Tensorflow

AI inference is a computationally intensive task that could benefit greatly from the speed of Rust and WebAssembly. However, the standard WebAssembly sandbox provides very limited access to the native OS and hardware, such as multi-core CPUs, GPU and specialized AI inference chips. It is not ideal for the AI workload.

The popular WebAssembly System Interface (WASI) provides a design pattern for sandboxed WebAssembly programs to securely access native host functions. The WasmEdge Runtime extends the WASI model to support access to native Tensorflow libraries from WebAssembly programs. The WasmEdge Tensorflow Rust SDK provides the security, portability, and ease-of-use of WebAssembly and native speed for Tensorflow.

If you are not familiar with Rust, you can try our experimental AI inference DSL or try our JavaScript examples.

Table of contents

A Rust example

Prerequisite

You need to install WasmEdge and Rust.

Build

Check out the example source code.

git clone https://github.com/second-state/wasm-learning/ cd cli/tflite

Use Rust Cargo to build the WebAssembly target.

rustup target add wasm32-wasi cargo build --target wasm32-wasi --release

Run

The wasmedge-tensorflow-lite utility is the WasmEdge build that includes the Tensorflow and Tensorflow Lite extensions.

$ wasmedge-tensorflow-lite target/wasm32-wasi/release/classify.wasm < grace_hopper.jpg It is very likely a <a href='https://www.google.com/search?q=military uniform'>military uniform</a> in the picture

Make it run faster

To make Tensorflow inference run much faster, you could AOT compile it down to machine native code, and then use WasmEdge sandbox to run the native code.

$ wasmedgec target/wasm32-wasi/release/classify.wasm classify.wasm $ wasmedge-tensorflow-lite classify.wasm < grace_hopper.jpg It is very likely a <a href='https://www.google.com/search?q=military uniform'>military uniform</a> in the picture

Code walkthrough

It is fairly straightforward to use the WasmEdge Tensorflow API. You can see the entire source code in main.rs.

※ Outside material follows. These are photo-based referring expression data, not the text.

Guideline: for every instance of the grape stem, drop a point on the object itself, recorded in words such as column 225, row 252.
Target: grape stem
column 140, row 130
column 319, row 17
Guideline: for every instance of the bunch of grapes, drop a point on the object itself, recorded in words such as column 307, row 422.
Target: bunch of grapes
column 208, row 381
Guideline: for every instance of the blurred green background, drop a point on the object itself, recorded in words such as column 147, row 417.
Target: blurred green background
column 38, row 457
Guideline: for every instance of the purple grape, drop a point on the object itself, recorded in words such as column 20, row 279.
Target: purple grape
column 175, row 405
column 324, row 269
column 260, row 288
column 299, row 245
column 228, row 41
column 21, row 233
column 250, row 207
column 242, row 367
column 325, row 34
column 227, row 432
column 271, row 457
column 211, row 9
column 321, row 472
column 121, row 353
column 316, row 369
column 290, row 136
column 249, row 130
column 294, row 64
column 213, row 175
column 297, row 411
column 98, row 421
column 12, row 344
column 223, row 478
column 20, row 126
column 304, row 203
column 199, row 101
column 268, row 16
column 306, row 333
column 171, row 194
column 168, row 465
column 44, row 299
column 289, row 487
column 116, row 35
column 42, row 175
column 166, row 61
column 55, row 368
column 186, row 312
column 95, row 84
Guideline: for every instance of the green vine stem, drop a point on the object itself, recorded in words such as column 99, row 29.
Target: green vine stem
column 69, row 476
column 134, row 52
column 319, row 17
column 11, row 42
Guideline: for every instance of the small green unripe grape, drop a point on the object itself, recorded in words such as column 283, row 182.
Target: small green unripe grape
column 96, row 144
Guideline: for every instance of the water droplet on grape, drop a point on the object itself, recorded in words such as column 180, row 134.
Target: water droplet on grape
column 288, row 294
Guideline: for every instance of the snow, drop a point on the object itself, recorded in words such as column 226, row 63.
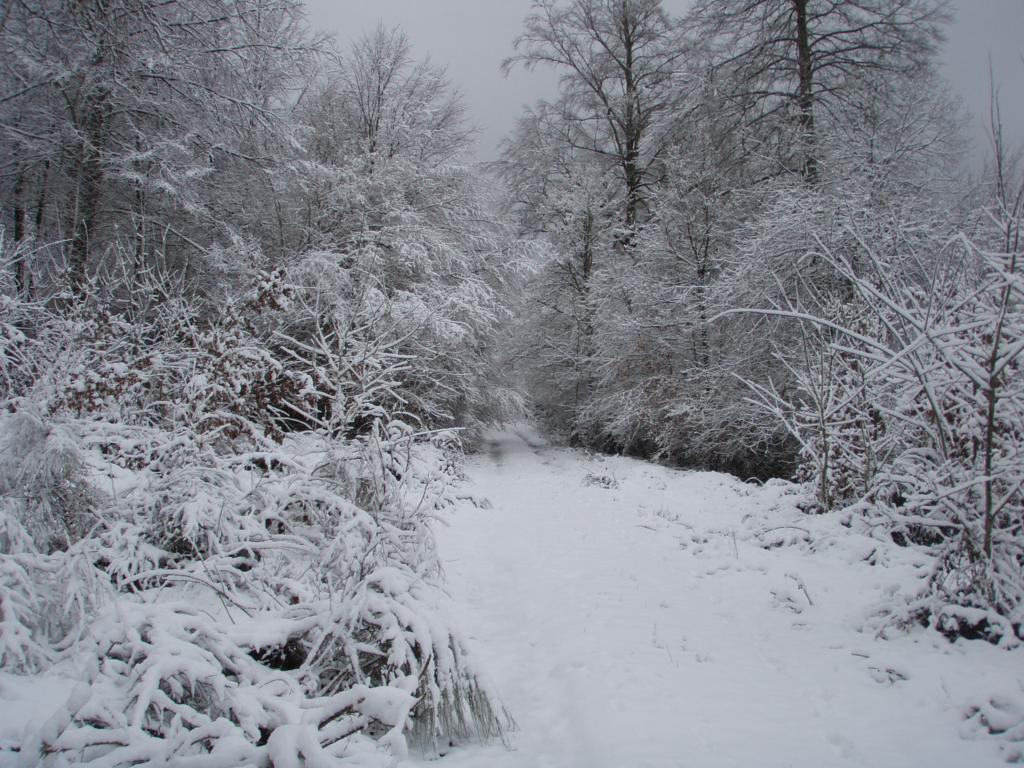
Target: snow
column 632, row 615
column 686, row 619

First, it reads the trained TFLite model file (ImageNet) and its label file. The label file maps numeric output from the model to English names for the classified objects.

  1. #![allow(unused)]
  2. fn main() {
  3. let model_data: &[u8] = include_bytes!("models/mobilenet_v1_1.0_224/mobilenet_v1_1.0_224_quant.tflite");
  4. let labels = include_str!("models/mobilenet_v1_1.0_224/labels_mobilenet_quant_v1_224.txt");
  5. }

Next, it reads the image from STDIN and converts it to the size and RGB pixel arrangement required by the Tensorflow Lite model.

  1. #![allow(unused)]
  2. fn main() {
  3. let mut buf = Vec::new();
  4. io::stdin().read_to_end(&mut buf).unwrap();
  5. let flat_img = wasmedge_tensorflow_interface::load_jpg_image_to_rgb8(&buf, 224, 224);
  6. }

Then, the program runs the TFLite model with its required input tensor (i.e., the flat image in this case), and receives the model output. In this case, the model output is an array of numbers. Each number corresponds to the probability of an object name in the label text file.

  1. #![allow(unused)]
  2. fn main() {
  3. let mut session = wasmedge_tensorflow_interface::Session::new(&model_data, wasmedge_tensorflow_interface::ModelType::TensorFlowLite);
  4. session.add_input("input", &flat_img, &[1, 224, 224, 3])
  5. .run();
  6. let res_vec: Vec<u8> = session.get_output("MobilenetV1/Predictions/Reshape_1");
  7. }

Let’s find the object with the highest probability, and then look up the name in the labels file.

  1. #![allow(unused)]
  2. fn main() {
  3. let mut i = 0;
  4. let mut max_index: i32 = -1;
  5. let mut max_value: u8 = 0;
  6. while i < res_vec.len() {
  7. let cur = res_vec[i];
  8. if cur > max_value {
  9. max_value = cur;
  10. max_index = i as i32;
  11. }
  12. i += 1;
  13. }
  14. let mut label_lines = labels.lines();
  15. for _i in 0..max_index {
  16. label_lines.next();
  17. }
  18. }

Finally, it prints the result to STDOUT.

  1. #![allow(unused)]
  2. fn main() {
  3. let class_name = label_lines.next().unwrap().to_string();
  4. if max_value > 50 {
  5. println!("It {} a <a href='https://www.google.com/search?q={}'>{}</a> in the picture", confidence.to_string(), class_name, class_name);
  6. } else {
  7. println!("It does not appears to be any food item in the picture.");
  8. }
  9. }

Deployment options

All the tutorials below use the WasmEdge Rust API for Tensorflow to create AI inference functions. Those Rust functions are then compiled to WebAssembly and deployed together with WasmEdge on the cloud.

Serverless functions

The following tutorials showcase how to deploy WebAssembly programs (written in Rust) on public cloud serverless platforms. The WasmEdge Runtime runs inside a Docker container on those platforms. Each serverless platform provides APIs to get data into and out of the WasmEdge runtime through STDIN and STDOUT.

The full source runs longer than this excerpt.